Will didn’t answer. He was, after all, a good Yorkshireman, and so he kept his peace.
“All right, I’ll tell you.” He dropped his hands on his belly and grinned. Here was a man who was pleased with himself. “All this land—the manor house and the canal properties—all of it goes into her dowry. If your brother finds a way to buy it, the money will go to Josephine. If he can’t, then it’ll be the land in her dowry.”

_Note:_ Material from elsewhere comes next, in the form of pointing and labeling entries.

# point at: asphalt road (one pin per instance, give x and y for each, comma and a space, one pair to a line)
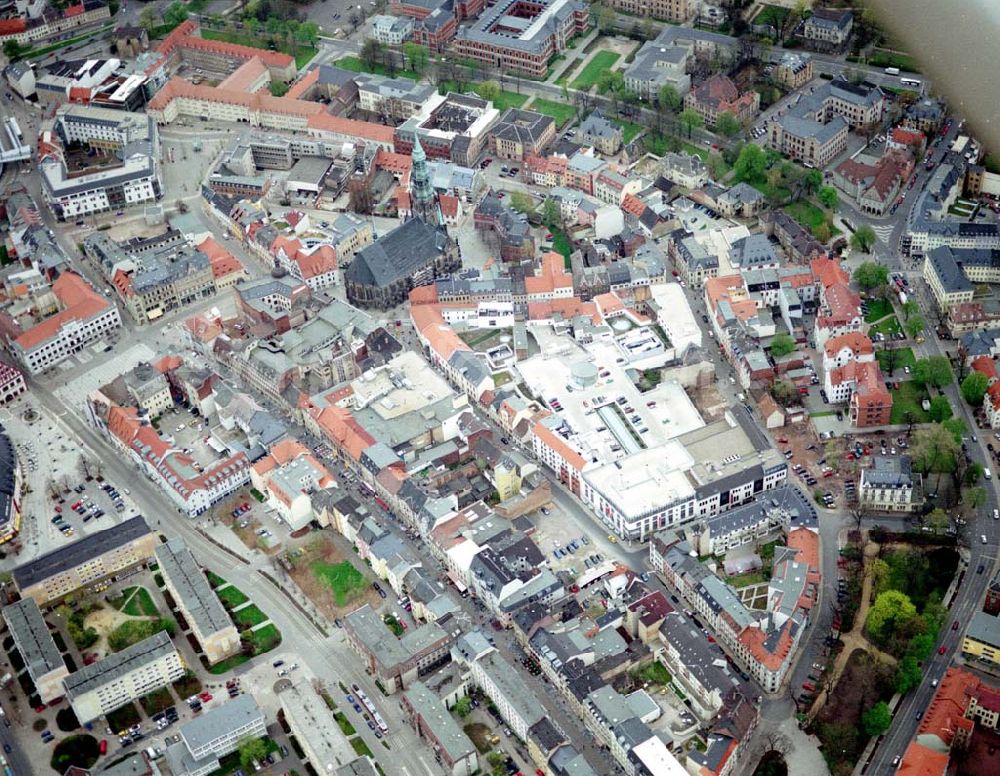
970, 594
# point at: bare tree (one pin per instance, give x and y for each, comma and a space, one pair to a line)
774, 741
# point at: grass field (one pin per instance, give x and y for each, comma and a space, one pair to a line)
134, 631
502, 102
654, 673
598, 64
232, 597
562, 112
883, 58
904, 358
42, 51
779, 193
137, 602
342, 578
809, 215
887, 326
214, 579
248, 616
507, 100
303, 53
772, 14
123, 718
906, 399
561, 243
228, 664
877, 310
263, 639
630, 130
355, 65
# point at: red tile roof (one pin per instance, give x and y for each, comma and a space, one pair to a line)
946, 712
553, 275
79, 302
920, 760
313, 112
222, 261
245, 76
859, 344
828, 272
985, 365
556, 443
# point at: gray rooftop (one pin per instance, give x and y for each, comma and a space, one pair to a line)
220, 722
533, 32
985, 628
84, 549
704, 661
889, 472
197, 597
513, 688
595, 125
437, 717
32, 636
119, 664
945, 263
397, 255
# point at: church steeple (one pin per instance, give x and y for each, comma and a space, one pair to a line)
421, 190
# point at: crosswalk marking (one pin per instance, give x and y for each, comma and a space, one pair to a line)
883, 232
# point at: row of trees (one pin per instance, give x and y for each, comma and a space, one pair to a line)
276, 24
785, 181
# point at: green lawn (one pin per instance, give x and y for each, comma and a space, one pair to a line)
691, 148
355, 65
230, 763
887, 326
302, 53
228, 664
41, 52
631, 130
263, 639
134, 631
139, 602
809, 214
232, 597
345, 581
561, 243
214, 579
654, 673
883, 58
906, 399
248, 616
877, 310
779, 193
747, 579
772, 14
123, 718
562, 112
502, 102
904, 358
598, 64
507, 100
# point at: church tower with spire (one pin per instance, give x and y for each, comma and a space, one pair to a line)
424, 201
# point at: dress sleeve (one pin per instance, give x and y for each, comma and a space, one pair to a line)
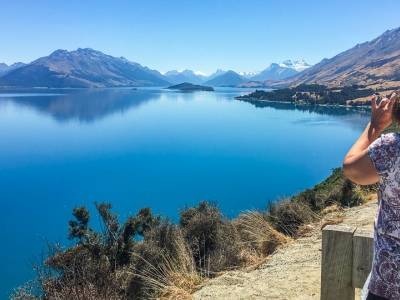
383, 153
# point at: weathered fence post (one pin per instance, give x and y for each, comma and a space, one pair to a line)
363, 251
337, 262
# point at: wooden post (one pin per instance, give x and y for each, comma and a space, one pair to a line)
337, 261
363, 251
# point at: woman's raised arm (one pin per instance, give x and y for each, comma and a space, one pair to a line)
357, 165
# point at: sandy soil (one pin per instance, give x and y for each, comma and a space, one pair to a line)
292, 272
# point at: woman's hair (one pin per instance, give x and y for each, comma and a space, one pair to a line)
396, 109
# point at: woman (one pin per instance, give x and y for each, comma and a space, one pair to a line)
373, 159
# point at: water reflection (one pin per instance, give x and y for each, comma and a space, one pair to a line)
323, 110
84, 105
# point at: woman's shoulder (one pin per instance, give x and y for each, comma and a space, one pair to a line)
391, 138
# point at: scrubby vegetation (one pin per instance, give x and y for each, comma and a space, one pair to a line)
314, 94
148, 256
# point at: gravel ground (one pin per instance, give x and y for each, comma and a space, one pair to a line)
292, 272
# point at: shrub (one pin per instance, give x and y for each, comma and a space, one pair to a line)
288, 215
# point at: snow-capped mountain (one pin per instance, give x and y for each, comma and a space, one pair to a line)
299, 66
249, 74
5, 69
180, 76
280, 71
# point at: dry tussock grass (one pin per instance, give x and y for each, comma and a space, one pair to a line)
259, 233
176, 277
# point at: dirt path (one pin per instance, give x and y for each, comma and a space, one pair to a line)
292, 272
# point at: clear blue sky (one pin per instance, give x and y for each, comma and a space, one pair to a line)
188, 34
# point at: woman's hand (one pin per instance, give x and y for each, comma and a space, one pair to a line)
357, 165
381, 114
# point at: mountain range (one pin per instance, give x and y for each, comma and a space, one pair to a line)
374, 62
369, 63
85, 68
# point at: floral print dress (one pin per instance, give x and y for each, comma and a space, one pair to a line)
385, 274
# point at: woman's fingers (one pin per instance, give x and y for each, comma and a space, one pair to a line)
373, 101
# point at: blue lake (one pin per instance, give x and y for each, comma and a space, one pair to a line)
151, 147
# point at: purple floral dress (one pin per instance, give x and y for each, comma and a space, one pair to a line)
385, 273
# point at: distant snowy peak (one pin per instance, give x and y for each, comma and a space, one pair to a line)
249, 74
296, 65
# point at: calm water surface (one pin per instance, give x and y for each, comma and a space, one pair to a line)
151, 147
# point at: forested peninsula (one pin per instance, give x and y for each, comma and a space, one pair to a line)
316, 94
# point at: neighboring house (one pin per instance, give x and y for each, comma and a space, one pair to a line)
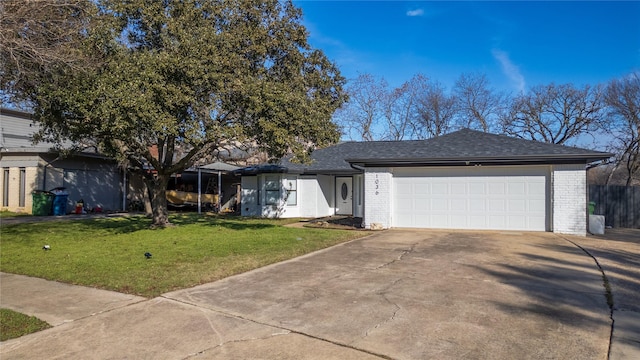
463, 180
27, 167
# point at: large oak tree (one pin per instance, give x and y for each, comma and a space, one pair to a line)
186, 77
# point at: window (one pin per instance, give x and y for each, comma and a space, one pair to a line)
23, 187
5, 187
271, 189
291, 186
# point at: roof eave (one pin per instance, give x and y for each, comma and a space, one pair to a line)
466, 161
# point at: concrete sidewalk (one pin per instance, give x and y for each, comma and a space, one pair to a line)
58, 303
396, 294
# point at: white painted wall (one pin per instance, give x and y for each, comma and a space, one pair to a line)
325, 197
570, 199
378, 201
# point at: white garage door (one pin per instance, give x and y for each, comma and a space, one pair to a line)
495, 198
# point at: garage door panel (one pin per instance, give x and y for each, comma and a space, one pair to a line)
501, 198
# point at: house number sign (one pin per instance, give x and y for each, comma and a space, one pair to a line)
377, 182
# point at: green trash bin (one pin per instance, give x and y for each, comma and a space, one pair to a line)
42, 203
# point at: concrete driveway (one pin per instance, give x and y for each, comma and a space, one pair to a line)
398, 294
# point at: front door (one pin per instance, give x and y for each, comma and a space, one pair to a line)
344, 196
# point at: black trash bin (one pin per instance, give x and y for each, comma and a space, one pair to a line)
60, 201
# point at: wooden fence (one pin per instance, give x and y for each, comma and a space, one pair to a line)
620, 205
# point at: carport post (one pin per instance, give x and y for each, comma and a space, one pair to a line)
219, 190
199, 191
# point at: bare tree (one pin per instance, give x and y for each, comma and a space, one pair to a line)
553, 113
622, 98
401, 108
478, 103
40, 37
360, 117
436, 111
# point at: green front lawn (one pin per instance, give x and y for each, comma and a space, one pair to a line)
109, 253
14, 324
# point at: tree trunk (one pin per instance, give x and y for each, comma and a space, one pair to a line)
157, 186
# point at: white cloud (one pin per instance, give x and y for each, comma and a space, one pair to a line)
509, 69
416, 12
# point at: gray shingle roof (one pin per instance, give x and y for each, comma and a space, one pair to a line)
456, 148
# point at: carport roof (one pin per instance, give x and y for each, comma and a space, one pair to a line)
460, 148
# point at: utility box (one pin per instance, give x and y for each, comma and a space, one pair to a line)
42, 203
596, 224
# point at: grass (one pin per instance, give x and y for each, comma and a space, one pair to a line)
108, 253
14, 324
7, 213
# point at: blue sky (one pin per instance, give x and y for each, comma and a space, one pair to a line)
517, 44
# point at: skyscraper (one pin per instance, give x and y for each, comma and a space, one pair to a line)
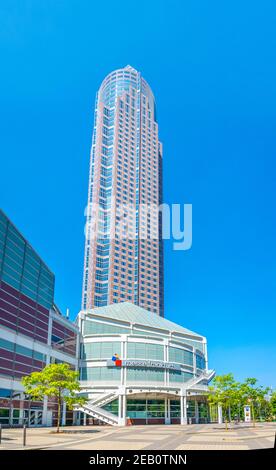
123, 258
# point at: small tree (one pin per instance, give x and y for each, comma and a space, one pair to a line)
253, 395
55, 380
225, 393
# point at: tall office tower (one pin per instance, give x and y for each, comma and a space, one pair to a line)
123, 258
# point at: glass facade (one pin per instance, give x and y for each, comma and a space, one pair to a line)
26, 285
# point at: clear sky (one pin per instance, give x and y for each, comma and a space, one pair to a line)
211, 65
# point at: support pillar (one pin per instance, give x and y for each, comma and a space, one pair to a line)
44, 412
122, 409
196, 412
183, 409
63, 418
220, 420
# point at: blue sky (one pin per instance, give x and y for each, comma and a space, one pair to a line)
211, 66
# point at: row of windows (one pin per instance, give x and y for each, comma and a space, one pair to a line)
137, 350
12, 347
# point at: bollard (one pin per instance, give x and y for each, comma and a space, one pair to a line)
24, 434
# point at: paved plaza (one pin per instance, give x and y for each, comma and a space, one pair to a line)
173, 437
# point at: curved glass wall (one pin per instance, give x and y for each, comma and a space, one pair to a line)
103, 350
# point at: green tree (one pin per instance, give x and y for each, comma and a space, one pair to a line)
225, 393
55, 380
253, 395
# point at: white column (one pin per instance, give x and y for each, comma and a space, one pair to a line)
220, 420
183, 408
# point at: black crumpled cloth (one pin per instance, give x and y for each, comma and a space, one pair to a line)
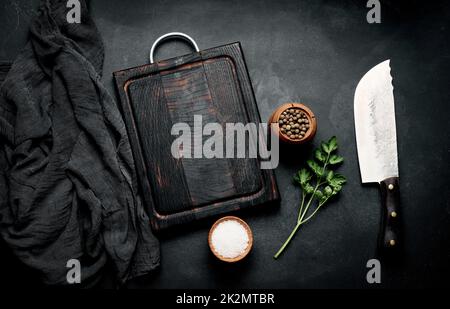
68, 186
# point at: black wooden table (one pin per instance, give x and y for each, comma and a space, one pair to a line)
313, 52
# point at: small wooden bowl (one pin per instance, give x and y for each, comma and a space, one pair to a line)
273, 122
250, 239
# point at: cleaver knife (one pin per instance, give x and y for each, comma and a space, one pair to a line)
376, 141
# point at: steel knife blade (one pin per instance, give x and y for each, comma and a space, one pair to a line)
376, 140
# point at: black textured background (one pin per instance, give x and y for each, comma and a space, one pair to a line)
314, 52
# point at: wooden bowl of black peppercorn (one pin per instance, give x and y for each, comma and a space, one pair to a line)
293, 123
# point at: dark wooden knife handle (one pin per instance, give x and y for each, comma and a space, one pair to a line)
390, 224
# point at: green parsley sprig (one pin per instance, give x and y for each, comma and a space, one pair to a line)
319, 183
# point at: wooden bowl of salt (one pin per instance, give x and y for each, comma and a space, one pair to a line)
230, 239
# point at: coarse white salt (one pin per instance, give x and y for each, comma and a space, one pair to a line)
230, 239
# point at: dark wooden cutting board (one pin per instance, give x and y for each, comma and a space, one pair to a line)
213, 83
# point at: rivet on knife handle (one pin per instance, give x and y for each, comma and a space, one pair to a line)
390, 225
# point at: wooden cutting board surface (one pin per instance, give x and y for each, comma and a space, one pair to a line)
213, 83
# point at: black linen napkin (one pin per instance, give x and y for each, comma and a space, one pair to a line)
68, 186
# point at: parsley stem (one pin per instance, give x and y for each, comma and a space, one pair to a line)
301, 206
314, 212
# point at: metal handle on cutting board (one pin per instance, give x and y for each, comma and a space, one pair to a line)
169, 36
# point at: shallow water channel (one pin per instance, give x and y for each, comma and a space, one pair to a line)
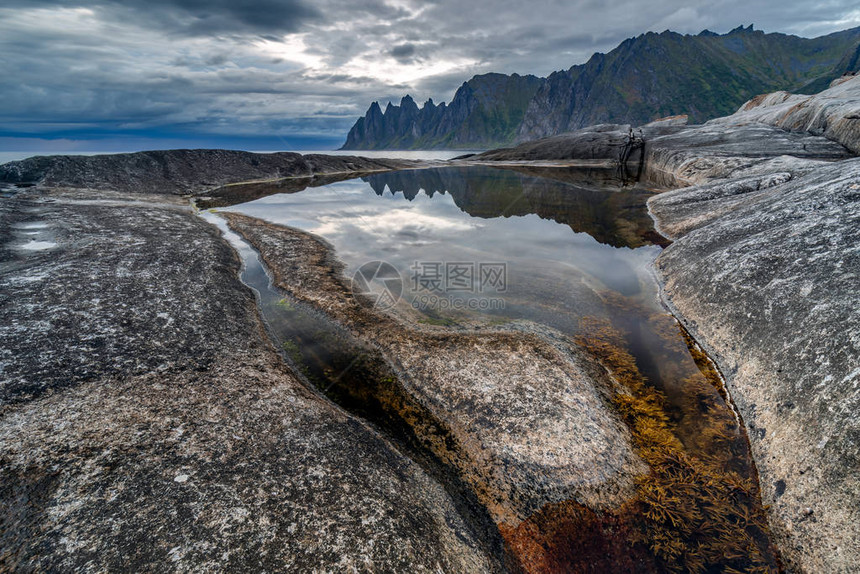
482, 248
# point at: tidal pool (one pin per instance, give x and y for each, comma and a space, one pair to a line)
486, 248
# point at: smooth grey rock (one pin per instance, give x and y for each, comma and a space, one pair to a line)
764, 271
148, 425
833, 113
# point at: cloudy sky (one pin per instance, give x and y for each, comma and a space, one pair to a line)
295, 74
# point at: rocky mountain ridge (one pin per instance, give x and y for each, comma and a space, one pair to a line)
647, 77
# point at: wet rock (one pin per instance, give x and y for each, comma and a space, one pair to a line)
520, 417
151, 427
603, 142
763, 270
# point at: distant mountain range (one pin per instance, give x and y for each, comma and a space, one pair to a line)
651, 76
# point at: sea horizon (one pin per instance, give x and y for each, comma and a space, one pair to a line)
7, 156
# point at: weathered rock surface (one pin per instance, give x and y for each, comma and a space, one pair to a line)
764, 272
604, 142
697, 154
833, 113
147, 425
524, 417
181, 171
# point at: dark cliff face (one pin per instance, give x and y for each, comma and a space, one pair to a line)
703, 76
644, 78
486, 111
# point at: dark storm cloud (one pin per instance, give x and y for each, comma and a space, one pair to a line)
196, 17
293, 67
403, 53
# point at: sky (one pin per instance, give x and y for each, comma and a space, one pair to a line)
88, 75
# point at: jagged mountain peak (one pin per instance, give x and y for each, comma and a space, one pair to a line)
645, 77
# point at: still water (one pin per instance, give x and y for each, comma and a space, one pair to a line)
477, 246
480, 247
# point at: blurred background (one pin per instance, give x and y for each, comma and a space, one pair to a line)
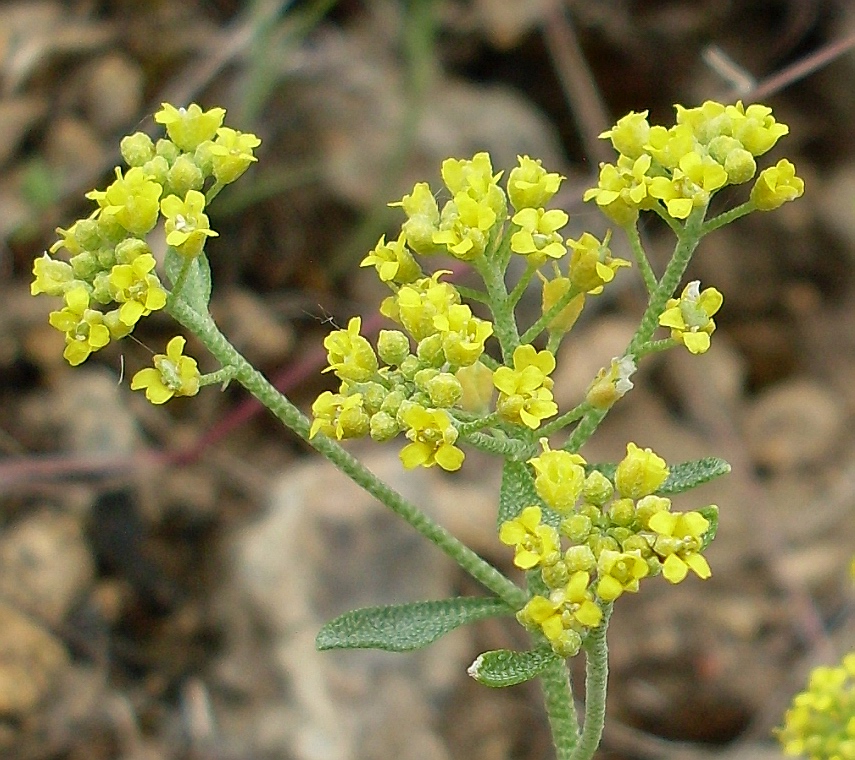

Will’s head shot up, shock making his jaw drop. The whole property? All the former Crowle lands would be given to the man she married? Possibilities churned through his mind, none of them honorable. After all, he’d tried for nearly five years to court the girl honestly. Her father had steadfastly refused. But could he afford his principles when he could recover the entire Crowle fortune in one easy stroke?
Meanwhile, Lawton was watching him closely with narrowed eyes. The bastard knew what Will was thinking and just as quickly, he dashed all hopes. “The land’s a promise right now. I won’t make it legal until the day she’s wed.”
Wed to a man of Lawton’s choosing. Which would never be Will. So he buttoned his lip and looked down at the floor.
“Just so,” the man said, obviously pleased that his message had gotten across. Then he abruptly leaned forward, gathering a stack of papers on his desk. “But I don’t mean you to think I don’t appreciate what you’ve done. If it weren’t for you, we’d have been run off this land that first summer. I know that. You’ve been a good steward and a good man, protecting my family even when everyone else called us interlopers.”